図4 数学・物理分野の男性的イメージをもたらす要因と傾向

数学や物理学に対する男性的なイメージの形成には、従来の研究で指摘されてきた要因に加えて、「性役割についての社会風土」が重要な影響を与えることが、今回の新たなモデルで分かる。

社会で、学校で、家庭で女性の数物系専攻をサポート

今回の研究プロジェクトから、女子生徒の理系進学支援にもヒントが得られた。「学術の男性イメージは、進学選択に影響を与える。女子生徒へ理系進学を勧める際に、数学ステレオタイプを解消することが重要だ。実際、世界的にみても日本の女子生徒の数学の成績はとてもよい。

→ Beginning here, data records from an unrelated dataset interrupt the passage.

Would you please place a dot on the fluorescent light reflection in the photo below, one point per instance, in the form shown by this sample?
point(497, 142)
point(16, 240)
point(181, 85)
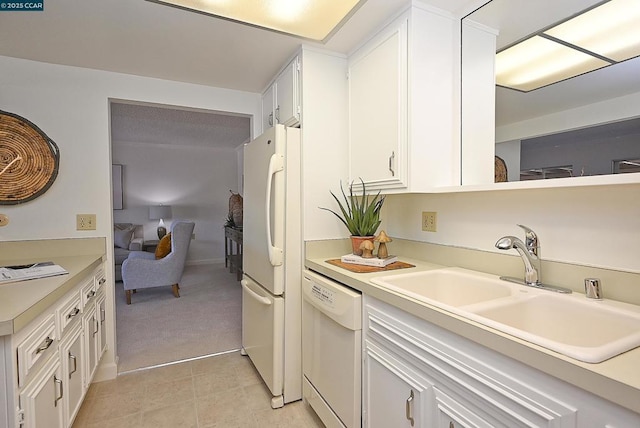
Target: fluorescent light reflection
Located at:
point(611, 31)
point(538, 62)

保護者や教師は、女子生徒も日本にいる女子生徒は数学がよくできる、数学や物理を学んだ先の職業は幅広く女性を歓迎していると応援してほしい」と、研究代表の横山教授は語る。

さらに、社会風土に着目したプロジェクトから得られた成果として、次のように述べている。

「学術に女性、男性といったジェンダーイメージが強いこと自体が問題だが、その背景に、女性が知的であることに否定的なジェンダー不平等が影響していたことが分かった。このことは、理系に女性が少ない問題は単なる個人の選択の問題ではなく、社会の問題であることを示している」

この研究プロジェクトの成果が広く浸透することで、社会の動きを変えていくダイバーシティ推進政策や、研究分野の人材育成政策で役立つことはもちろん、家庭の中や学校、職場など、ふだんの暮らしでもジェンダー不平等意識の解消につながっていくことが望まれる。